To be meaningful, though, reform must fix the three deep structural flaws that enable the excesses that have benefited the health industry and created the cost crisis. A specialty- rather than primary care-dominated system promotes more expensive downstream care at the expense of less costly upstream care. The lack of an interoperable information technology infrastructure has created barriers to quality/cost transparency, transactional streamlining, and science-driven decision support. And a fee-for-service reimbursement system has encouraged more care, independent of appropriateness, rather than the right care. Industry groups fight hard to preserve these approaches and the excesses they produce, and to block the most obvious remedies to overspending.

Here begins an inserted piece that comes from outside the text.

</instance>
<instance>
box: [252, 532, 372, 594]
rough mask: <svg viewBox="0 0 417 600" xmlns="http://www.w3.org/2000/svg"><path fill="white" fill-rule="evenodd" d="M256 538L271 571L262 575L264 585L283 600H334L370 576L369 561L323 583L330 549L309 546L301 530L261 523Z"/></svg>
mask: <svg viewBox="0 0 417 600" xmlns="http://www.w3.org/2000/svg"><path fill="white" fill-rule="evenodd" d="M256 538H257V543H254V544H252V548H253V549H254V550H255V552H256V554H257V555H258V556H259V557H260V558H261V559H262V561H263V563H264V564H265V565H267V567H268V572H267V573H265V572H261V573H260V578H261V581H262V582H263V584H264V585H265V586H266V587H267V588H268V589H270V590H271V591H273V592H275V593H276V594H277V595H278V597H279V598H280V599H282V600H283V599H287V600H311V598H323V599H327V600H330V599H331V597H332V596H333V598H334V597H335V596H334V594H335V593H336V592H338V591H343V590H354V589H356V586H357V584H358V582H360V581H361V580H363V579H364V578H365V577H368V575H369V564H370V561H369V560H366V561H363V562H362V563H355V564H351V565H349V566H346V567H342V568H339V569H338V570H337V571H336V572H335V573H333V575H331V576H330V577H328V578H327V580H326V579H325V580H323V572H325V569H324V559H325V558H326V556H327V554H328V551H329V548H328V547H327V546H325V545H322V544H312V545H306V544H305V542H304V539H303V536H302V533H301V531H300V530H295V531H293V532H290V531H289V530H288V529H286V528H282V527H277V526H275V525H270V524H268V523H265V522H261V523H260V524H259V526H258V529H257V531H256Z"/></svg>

Health care could be far more affordable. Experts agree that at least one-third of all health care cost is inappropriate care or administrative waste. As a recent White House meeting showcased, many health care managers have attained consistent, significant savings through innovations ranging from primary care clinics, data analytics, and Web-based management tools to health literacy and incentive programs.

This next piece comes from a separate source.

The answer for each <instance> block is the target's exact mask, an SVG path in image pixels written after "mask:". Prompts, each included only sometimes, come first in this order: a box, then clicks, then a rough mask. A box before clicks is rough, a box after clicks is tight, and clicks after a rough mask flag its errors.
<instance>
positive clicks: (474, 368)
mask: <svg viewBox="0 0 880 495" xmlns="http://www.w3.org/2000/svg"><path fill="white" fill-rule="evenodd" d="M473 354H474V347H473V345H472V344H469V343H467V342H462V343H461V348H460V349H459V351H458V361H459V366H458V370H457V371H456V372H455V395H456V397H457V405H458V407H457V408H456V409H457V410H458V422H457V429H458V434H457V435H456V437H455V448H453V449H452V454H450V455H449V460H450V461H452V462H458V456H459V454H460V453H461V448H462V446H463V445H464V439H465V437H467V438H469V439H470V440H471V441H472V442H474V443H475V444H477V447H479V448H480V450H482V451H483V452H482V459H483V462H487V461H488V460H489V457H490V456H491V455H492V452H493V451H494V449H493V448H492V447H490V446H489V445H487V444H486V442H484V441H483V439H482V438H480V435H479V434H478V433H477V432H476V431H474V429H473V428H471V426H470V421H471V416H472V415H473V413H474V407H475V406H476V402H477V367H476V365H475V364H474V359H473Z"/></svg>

As health care financing pressures intensify, the Administration must leverage the industry's discomfort by making the achievement of expanded coverage contingent on key operational reforms: re-empowered primary care, a national technology framework for outcomes management and payment tied to results. These are pragmatic goals that, when implemented elsewhere, have been shown to improve quality and drive down cost. Carefully explained, they will make sense to most Americans.

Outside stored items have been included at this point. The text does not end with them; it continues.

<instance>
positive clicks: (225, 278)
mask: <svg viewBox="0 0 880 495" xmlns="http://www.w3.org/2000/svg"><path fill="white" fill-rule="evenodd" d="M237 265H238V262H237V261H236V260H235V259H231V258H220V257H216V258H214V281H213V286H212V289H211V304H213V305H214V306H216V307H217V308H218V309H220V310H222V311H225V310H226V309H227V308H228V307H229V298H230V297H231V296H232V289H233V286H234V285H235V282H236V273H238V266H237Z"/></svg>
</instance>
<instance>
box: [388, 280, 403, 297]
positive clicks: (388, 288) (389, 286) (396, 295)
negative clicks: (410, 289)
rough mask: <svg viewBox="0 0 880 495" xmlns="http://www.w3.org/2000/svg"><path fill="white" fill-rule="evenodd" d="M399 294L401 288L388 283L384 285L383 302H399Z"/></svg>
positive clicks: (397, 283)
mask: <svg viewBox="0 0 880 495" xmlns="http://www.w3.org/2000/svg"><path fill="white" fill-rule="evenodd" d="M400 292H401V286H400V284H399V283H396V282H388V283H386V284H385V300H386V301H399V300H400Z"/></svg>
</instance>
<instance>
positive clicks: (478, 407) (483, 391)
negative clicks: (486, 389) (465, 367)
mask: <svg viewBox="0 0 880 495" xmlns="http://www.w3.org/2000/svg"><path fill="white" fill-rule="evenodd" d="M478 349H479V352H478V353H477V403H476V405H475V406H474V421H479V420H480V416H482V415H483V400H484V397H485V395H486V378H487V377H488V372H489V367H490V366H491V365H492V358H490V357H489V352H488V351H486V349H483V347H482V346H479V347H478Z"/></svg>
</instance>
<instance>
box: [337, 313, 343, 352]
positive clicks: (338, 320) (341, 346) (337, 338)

Finally, being effective with this immensely important issue will demand that the Obama team reach out and recruit the active leadership and support of the nation's non-health care business leaders, the one group csollectively more powerful than the health care lobby.
If the Administration can get the backing of influential leaders outside health care, and if it is willing to hold out on expanded coverage until the industry accepts changes that can rightsize cost, then we'll have a chance to establish affordability and sustainability in American health care.